After graduation, Doyle moved to Stanford University, where he took a research position in Computer Science under John McCarthy working on foundational issues in nonmonotonic and introspective reasoning. In 1981 he moved to a research position in the Computer Science department at Carnegie-Mellon University, where he worked on the mathematical and economical foundations of artificial intelligence and developed his theories of reasoned assumptions, rational self-government, and mechanical interpretation of psychology and economics. In 1988 Doyle moved back to MIT to serve as Principal Research Scientist in the Laboratory for Computer Science Clinical Decision Making group, where he worked on distributed reasoning and agent technology, qualitative decision theory, representation of preference information, theories of limited rationality, mechanical theories of psychology, and economic theories of reasoning and planning.

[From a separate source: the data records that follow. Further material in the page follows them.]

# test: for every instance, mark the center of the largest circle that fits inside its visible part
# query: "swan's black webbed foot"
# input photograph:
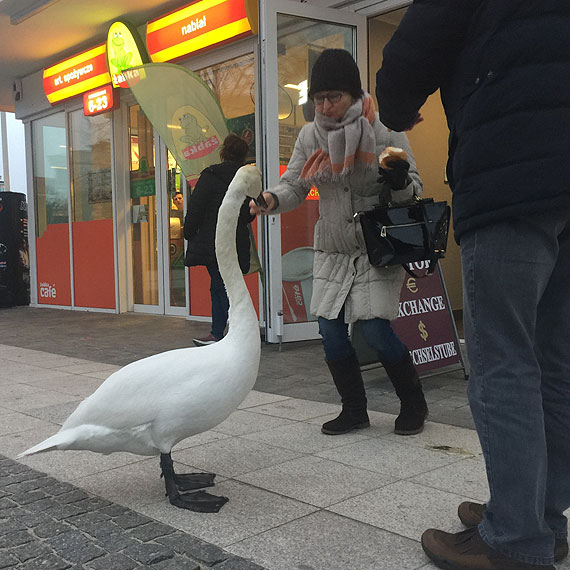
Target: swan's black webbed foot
(191, 481)
(200, 501)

Doyle moved to North Carolina State University in 2001 to serve as SAS Institute Distinguished Professor of Computer Science. His research there concerns qualitative decision theory and the representation of preference information, the structure and interpretation of rational reasoning and behavior, and mechanical theories of psychology and economics.
Doyle has published one book (Extending Mechanics to Minds: The Mechanical Foundations of Psychology and Economics, Cambridge University Press, 2006), over eighty technical papers, and has edited four books and journal issues. Numerous of his articles have been reprinted in collections, some more than once, including translations into Japanese and Russian. He has served as principal investigator and key participant in several funded efforts on distributed planning, knowledge-based monitoring, computer security, patient protection and empowerment, and autonomous negotiation. He has advised and co-advised numerous undergraduate and graduate students.

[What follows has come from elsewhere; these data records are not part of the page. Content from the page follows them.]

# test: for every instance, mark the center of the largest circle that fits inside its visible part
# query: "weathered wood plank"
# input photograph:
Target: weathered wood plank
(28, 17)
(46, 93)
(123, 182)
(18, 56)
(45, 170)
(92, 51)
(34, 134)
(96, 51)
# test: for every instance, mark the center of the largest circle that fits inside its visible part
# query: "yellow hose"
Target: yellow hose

AAAI elected Doyle to the rank of Fellow in 1991 for ``fundamental contributions to the fields of nonmonotonic reasoning, truth maintenance, metareasoning, and the philosophical foundations of artificial intelligence''. Doyle won elections to serve as chair of ACM SIGART for 1989-1991 and as a member of the AAAI Executive Council for the 1996-1999 term. Doyle presented invited addresses at AAAI's 1990 national conference and at several international conferences.
He served as a director of Principles of Knowledge Representation and Reasoning Inc., as an associate editor of Computational Intelligence, the Journal of Logic, Language and Information, AI Communications, ACM Computing Surveys, as the president of the Knowledge Representation and Reasoning conferences (program co-chair of KR'94 and conference chair of KR'96), as associate editor and member of the Advisory Board of the Journal of Artificial Intelligence Research, and as the co-organizer of the 1996 ACM/CRA Workshop on Strategic Directions in Computing Research, as well as the co-chair of the artificial intelligence report committee of that workshop.
Doyle lives with his wife and children in the Raleigh area, where he pursues interests in nature, history, and musical composition.